The attacker reportedly left a mosque in the Old City and then attacked the policeman during a check, Israeli media reported.
Israel attacks Houthi targets in Yemen
The Israeli Air Force also said on Friday that it had attacked several positions of the Hamas-allied Houthi militia in the Yemeni ports of Hodeidah and Salif.
There were no initial reports of casualties.
The Israeli military said the two ports were being used for terrorist activities and that weapons had been transported via them in the past.
Since the start of the Gaza war, the Houthis have regularly attacked Israel with rockets and drones in solidarity with Hamas. In recent days, sirens have sounded in various regions of Israel.

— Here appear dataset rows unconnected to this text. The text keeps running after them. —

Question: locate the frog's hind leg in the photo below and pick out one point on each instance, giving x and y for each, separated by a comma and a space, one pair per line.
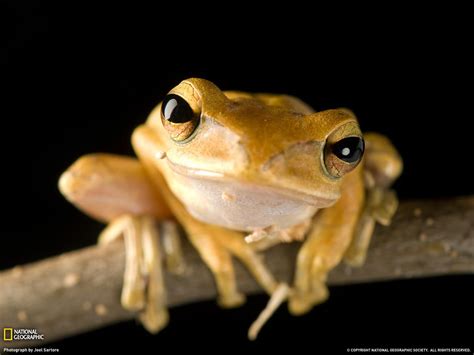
116, 190
326, 244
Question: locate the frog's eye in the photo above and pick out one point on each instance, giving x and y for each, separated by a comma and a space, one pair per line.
178, 117
342, 156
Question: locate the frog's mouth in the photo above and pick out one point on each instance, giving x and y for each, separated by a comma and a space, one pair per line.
218, 199
315, 200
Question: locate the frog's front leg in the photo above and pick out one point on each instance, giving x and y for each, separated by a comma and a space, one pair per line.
332, 231
116, 190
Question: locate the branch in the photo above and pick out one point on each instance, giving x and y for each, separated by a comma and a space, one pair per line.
80, 290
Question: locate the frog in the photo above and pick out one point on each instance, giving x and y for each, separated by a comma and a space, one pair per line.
239, 172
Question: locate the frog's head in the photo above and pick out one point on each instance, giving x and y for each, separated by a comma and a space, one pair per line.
251, 161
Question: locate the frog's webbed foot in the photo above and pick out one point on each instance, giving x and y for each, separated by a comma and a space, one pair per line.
143, 283
381, 205
216, 246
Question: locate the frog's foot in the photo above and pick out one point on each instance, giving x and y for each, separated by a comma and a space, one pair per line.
143, 285
302, 300
217, 246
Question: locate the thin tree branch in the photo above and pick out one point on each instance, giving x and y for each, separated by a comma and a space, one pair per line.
80, 290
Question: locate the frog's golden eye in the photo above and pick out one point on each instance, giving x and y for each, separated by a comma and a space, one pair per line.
178, 117
343, 156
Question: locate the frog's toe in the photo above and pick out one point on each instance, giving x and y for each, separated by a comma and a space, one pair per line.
302, 302
143, 284
235, 299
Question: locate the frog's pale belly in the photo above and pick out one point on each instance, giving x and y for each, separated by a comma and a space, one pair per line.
239, 205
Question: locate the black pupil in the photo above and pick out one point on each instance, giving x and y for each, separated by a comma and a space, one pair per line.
175, 109
349, 149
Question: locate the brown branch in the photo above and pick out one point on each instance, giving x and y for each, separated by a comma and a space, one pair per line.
80, 290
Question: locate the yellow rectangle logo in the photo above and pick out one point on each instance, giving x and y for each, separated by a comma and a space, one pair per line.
7, 334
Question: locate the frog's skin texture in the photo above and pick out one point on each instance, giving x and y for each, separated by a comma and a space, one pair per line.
240, 172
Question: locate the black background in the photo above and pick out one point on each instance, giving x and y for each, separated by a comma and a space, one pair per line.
90, 75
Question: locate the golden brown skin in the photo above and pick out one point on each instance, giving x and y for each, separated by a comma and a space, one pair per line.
242, 164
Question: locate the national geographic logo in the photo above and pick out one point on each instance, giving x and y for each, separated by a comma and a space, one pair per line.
11, 334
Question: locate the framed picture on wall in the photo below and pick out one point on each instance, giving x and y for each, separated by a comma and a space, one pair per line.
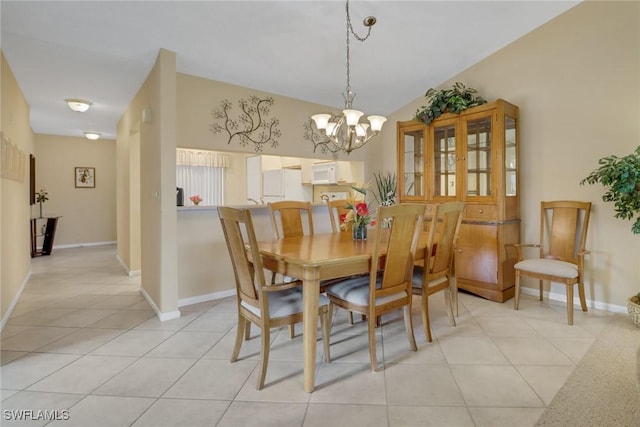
85, 177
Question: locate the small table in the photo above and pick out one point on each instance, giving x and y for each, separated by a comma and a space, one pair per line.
314, 258
49, 233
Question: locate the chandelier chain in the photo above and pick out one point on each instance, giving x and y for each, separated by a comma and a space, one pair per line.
349, 94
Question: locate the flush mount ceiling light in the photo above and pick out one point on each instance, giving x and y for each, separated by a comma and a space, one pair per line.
346, 132
79, 105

Israel last launched attacks in Yemen about 10 days ago.
Israeli Defense Minister Israel Katz on Friday threatened attacks on Houthi leaders. “If the Houthis continue to fire rockets at the State of Israel, they will suffer painful blows,” Katz wrote on X.
He warned the Houthi leaders faced the same fate as the leaders of Hamas and the Lebanese Hezbollah militia, who were killed in Israeli strikes.